Il est aussi évident que, de tout temps, aucune forme d'art ne peut survivre sans une forme quelconque de mécénat. Donc, les subventions, il devra y en avoir tout le temps, qu'elles proviennent du gouvernement, d'une entreprise, etc. Mais ceci ne veut pas dire que l'on ne doive pas être vigilant face aux exagérations de toutes sortes. Pas évident à classer, ces demandes !
Et aussi, de tout temps, l'argent du mécénat est toujours venu de gens ayant succombé, en quelque sorte, au charme x ou y d'un lobby quelconque... C'est le jeu à jouer. La véritable pièce se joue peut-être là? ;-)
«Que fait-on avec certaines régions ou il n'y a pas de troupe de théâtre professionnelle?» C'est simple: tant qu'à parler gros sous, on leur paie l'avion!
Le théâtre obligatoire, l'une de mes amies l'enseigne en troisième secondaire dans une école de notre commission scolaire. Ce n'est pas directement ce dont tu parles dans ton billet, mais je crois que c'est tout de même lié. Bref, c'est assez difficile pour elle, car les élèves qui n'aiment pas le théâtre font des problèmes qu'elle doit gérer. C'est un fardeau qu'elle traînera jusqu'en juin. La culture de force, je n'y crois pas.
Pour le livre, je ne suis pas passée au casier aujourd'hui (je terminais à 10h30, suis arrivée tard et partie tôt ;oP); je t'en reparle demain.
On ne peut imposer ni obliger les élèves à aller au théâtre. La preuve : combien de jeunes demandent à leurs parents de motiver leur absence lors de l'activité? Si le théâtre doit être joué par des troupes professionnelles, qui paiera ces troupes? Le Ministère de la culture ... celui qui favorise déjà les artistes les mieux nantis (revoir années 70-80 : Plamondon, Dufresne avaient des subventions et non les autres). Si on préconise l'utilisation de troupes de théâtres professionnelles mais qui sont moins grosses que Le Théâtre d'aujourd'hui (et autres) on pourrait peut-être arriver à accrocher tous les élèves. Ceux qui n'ont pas la chance d'avoir des parents qui ont les moyens financiers pour les amener au théâtre (il ne font pas partie du 0% d'intérêt parental) pourraient profiter de la GRATUITÉ inhérente à l'obligation d'aller au théâtre quand on est au secondaire. Mais il ne faudrait pas délaisser les autres activités culturelles (musique, arts visuels et autres) qui enrichissent aussi la culture de nos jeunes.

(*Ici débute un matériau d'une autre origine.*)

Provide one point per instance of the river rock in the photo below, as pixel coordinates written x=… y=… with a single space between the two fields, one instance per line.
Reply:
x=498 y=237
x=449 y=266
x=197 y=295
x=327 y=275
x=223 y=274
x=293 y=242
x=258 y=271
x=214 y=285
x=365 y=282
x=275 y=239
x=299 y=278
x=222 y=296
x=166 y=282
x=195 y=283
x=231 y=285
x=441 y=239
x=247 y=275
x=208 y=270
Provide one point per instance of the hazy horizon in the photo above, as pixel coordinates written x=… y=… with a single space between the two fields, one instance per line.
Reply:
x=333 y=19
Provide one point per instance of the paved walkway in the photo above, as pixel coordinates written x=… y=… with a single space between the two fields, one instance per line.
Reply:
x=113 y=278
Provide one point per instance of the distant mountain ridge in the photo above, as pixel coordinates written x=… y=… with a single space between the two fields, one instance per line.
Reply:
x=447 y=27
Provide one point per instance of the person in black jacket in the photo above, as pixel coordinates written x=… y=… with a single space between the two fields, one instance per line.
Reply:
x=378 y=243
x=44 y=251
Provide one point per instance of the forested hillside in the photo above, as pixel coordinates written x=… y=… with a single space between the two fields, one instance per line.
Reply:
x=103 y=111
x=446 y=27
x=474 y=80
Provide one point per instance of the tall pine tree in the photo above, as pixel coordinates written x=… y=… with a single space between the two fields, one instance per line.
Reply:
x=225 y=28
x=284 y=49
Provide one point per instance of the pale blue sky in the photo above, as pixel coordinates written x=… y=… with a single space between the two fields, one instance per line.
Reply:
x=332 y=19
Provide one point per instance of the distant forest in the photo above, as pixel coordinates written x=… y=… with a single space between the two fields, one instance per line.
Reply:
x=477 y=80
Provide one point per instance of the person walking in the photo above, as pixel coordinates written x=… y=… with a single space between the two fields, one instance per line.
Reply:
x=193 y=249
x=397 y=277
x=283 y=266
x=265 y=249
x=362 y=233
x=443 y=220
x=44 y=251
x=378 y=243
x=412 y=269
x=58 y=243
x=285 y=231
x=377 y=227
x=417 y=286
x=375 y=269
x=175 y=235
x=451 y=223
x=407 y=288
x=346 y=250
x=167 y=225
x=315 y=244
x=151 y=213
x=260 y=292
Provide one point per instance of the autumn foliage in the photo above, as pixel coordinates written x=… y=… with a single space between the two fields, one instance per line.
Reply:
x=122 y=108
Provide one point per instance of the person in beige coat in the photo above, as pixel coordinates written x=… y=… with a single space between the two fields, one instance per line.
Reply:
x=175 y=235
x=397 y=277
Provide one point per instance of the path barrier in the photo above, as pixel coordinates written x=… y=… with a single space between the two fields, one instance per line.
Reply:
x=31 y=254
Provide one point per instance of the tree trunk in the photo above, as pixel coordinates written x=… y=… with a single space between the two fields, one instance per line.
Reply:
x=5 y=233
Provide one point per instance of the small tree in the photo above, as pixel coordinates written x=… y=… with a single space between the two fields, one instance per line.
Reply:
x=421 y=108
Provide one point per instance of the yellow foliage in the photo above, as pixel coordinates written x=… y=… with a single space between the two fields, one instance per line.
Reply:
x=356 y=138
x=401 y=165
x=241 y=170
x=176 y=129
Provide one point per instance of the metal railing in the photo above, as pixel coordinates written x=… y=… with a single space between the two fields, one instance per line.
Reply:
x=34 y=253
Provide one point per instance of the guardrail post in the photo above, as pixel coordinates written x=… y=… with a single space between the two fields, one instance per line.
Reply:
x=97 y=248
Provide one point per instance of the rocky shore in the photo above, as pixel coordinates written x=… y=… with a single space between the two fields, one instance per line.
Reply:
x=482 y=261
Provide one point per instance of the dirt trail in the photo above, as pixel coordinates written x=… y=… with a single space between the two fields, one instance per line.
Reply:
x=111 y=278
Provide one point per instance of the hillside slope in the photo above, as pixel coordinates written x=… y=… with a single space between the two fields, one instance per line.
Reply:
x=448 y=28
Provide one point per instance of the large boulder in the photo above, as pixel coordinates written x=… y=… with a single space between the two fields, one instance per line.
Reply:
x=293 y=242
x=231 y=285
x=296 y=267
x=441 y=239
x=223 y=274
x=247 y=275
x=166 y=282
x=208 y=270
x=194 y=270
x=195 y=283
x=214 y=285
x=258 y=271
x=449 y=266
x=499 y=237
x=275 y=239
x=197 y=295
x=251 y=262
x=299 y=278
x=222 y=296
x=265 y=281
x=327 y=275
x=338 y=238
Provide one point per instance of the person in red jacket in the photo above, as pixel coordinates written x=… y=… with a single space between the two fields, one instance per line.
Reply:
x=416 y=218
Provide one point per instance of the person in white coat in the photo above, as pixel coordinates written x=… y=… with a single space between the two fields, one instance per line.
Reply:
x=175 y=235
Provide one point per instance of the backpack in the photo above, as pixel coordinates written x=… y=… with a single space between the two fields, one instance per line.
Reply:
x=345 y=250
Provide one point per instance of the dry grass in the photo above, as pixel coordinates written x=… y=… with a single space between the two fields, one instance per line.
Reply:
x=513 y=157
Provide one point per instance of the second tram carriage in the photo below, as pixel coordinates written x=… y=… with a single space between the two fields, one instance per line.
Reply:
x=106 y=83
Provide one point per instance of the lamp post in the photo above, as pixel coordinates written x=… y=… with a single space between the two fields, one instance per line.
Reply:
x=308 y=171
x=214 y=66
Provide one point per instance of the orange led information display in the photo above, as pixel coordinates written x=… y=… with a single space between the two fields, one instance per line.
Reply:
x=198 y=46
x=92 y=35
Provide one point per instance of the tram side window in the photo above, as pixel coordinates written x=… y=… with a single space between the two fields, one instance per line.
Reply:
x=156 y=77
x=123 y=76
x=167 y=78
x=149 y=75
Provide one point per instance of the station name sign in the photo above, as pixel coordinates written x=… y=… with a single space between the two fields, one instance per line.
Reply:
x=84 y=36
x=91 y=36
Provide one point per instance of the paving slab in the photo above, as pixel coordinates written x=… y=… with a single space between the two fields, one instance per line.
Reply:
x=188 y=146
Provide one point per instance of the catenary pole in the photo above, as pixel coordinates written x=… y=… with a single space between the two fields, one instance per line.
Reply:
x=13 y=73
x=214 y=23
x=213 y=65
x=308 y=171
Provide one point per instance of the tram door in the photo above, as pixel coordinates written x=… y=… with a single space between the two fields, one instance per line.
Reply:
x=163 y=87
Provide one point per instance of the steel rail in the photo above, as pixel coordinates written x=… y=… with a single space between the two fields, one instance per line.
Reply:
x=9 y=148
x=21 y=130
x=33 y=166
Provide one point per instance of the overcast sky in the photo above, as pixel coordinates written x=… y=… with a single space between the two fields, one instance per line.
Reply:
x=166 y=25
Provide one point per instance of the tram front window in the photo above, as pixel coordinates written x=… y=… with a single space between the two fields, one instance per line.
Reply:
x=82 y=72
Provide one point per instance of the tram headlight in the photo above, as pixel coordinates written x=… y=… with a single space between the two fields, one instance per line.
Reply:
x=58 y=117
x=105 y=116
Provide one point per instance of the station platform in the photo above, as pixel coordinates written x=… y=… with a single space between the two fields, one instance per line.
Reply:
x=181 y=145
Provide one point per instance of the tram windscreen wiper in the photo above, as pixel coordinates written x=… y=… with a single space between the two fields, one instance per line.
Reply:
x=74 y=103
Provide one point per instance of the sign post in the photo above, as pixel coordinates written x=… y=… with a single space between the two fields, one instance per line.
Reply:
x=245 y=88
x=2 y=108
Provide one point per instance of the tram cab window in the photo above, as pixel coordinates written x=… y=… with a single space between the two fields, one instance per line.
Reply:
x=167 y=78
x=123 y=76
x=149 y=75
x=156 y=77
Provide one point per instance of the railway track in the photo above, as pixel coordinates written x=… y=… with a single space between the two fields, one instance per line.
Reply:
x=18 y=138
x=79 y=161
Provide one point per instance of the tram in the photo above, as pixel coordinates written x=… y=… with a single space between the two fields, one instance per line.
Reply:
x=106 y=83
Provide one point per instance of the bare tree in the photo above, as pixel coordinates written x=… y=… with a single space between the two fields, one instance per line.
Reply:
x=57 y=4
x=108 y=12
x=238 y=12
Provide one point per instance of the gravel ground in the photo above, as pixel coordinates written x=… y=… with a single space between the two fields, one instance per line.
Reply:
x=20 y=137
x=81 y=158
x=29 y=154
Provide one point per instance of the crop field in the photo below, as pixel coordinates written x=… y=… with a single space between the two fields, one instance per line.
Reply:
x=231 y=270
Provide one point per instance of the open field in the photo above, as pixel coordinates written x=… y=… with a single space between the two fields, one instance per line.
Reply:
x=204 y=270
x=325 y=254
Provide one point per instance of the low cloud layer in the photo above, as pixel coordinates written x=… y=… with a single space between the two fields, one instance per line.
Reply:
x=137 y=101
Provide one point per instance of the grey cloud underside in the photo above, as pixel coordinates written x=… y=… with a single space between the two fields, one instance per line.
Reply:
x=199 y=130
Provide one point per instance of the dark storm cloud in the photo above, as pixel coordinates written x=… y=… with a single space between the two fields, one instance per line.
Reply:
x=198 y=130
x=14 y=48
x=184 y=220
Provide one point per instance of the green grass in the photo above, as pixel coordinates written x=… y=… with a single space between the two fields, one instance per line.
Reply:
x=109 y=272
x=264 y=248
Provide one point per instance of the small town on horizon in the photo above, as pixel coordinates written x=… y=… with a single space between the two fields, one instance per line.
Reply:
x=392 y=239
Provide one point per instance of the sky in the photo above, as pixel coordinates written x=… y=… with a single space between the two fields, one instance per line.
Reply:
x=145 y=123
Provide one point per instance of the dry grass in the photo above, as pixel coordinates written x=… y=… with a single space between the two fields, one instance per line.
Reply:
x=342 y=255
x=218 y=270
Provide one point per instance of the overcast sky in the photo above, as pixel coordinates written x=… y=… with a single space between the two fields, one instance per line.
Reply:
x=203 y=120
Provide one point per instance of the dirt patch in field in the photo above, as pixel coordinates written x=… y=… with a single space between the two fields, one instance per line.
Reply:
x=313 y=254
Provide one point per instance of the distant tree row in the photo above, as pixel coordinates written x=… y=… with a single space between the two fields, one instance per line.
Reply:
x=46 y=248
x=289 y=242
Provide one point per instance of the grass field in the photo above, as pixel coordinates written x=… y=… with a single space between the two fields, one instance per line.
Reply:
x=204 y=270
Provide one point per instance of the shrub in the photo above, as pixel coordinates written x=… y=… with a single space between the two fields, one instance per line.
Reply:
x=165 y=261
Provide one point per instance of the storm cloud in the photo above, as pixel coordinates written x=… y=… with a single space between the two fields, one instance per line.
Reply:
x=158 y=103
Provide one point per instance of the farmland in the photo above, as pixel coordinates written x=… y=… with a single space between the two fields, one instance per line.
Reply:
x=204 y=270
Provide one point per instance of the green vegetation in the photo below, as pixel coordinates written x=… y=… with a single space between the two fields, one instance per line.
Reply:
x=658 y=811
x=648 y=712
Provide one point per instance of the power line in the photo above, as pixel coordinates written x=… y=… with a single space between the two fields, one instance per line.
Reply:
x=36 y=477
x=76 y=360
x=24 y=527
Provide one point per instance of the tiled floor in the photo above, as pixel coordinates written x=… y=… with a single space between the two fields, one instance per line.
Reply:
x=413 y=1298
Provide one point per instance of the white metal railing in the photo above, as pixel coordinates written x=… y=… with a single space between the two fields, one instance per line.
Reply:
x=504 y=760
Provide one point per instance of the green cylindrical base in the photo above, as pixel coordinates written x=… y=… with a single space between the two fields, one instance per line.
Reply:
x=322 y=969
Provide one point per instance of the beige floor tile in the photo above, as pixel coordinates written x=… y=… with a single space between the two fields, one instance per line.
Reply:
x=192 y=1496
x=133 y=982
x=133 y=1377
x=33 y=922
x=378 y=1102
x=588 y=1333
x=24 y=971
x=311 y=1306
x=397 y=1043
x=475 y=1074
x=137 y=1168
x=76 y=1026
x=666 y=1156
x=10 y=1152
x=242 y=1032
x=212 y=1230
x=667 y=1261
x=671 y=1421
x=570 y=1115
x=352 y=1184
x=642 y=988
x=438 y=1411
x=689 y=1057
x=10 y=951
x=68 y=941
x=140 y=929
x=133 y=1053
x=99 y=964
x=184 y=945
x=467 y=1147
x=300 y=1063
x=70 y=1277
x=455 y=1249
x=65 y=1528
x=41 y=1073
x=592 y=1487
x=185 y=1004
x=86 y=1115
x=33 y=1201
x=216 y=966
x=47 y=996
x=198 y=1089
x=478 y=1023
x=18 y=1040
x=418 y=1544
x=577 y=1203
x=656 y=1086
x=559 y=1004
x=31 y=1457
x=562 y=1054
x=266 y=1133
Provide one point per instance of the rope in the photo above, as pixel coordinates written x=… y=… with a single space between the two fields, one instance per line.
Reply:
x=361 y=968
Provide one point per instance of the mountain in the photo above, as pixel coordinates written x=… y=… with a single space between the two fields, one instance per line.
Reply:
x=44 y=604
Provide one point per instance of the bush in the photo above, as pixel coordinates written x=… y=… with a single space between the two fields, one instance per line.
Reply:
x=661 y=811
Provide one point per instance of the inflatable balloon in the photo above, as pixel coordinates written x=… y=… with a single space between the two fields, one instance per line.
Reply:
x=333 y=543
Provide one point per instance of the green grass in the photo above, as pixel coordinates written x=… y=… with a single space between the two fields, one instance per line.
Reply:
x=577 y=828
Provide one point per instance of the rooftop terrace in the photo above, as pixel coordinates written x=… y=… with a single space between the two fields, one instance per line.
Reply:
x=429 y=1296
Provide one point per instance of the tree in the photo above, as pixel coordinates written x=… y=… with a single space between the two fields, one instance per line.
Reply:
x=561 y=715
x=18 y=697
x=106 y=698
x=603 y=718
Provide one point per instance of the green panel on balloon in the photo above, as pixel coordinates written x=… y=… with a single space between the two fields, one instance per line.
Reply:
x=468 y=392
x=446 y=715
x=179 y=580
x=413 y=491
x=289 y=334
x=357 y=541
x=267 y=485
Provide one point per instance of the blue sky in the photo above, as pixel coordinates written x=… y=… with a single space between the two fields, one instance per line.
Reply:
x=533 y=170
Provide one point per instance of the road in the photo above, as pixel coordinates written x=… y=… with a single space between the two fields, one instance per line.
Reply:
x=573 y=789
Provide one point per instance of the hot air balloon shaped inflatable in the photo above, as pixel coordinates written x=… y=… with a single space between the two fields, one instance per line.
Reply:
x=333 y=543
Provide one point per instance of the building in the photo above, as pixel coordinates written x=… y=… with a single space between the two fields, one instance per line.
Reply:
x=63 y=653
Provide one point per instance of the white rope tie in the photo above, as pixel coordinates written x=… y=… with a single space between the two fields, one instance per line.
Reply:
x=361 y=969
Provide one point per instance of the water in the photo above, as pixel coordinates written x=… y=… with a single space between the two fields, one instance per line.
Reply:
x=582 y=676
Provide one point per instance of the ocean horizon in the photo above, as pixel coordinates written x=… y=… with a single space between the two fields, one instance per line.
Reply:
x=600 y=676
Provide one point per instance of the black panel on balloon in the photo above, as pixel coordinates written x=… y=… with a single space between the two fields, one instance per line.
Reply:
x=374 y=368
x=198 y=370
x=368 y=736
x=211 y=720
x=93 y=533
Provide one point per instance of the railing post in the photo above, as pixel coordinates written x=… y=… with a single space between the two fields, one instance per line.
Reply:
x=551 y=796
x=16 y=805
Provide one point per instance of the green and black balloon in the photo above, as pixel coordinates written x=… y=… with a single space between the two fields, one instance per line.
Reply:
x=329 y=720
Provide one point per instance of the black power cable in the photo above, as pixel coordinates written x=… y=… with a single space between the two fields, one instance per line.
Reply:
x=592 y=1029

Mais qui paiera pour que ces élèves bénéficient de cette gratuité ????? Il serait temps qu'il y ait un consensus entre le Ministère de la culture ... et celui de l'éducation : parlez-vous c'est urgent.
Que ce soit pour les régions ou pour la région métropolitaine ... Il ne faut pas qu'il y ait deux poids deux mesures.
IL faut avoir une ouverture aux arts dans les écoles, tout comme aux sciences, aux activités sportives...
L'obliger? Je ne suis pas d'accord. Les élèves n'ont pas comme devoir d'aimer le théâtre. On en parle avec les élèves, on peut aller voir des pièces, mais le reste... c'est aussi au milieu familial que ça appartient.
Sylvain: il y a aussi le lobby des profs d'éducation physique. Voici leur raisonnement: nos jeunes ne sont pas en forme. Alors, il faut les faire bouger... et leur donner plus de cours d'éducation physique. Mais saviez-vous qu'il y a des cours ou les élèves ne bougent que le quart du temps (ex: badminton) parce qu'ils regardent les autres jouer. vaut mieux parfois revoir nos pratiques avant de vouloir mettre de l'avant une solution qui n,en sera pas une.
SafwanL le théâtre, c'est encore mieux à Broadway... tant qu'à voyager. je ne crois pas à la culture de force non plus.
Bobbi: parents et théâtre? Ça va ensemble?
Un autre prof: milieu familial et théâtre, ça va ensemble? Vous allez aux glissades d'eau: il y a des tarifs familiaux. Vous allez au théâtre: vous payez plein prix.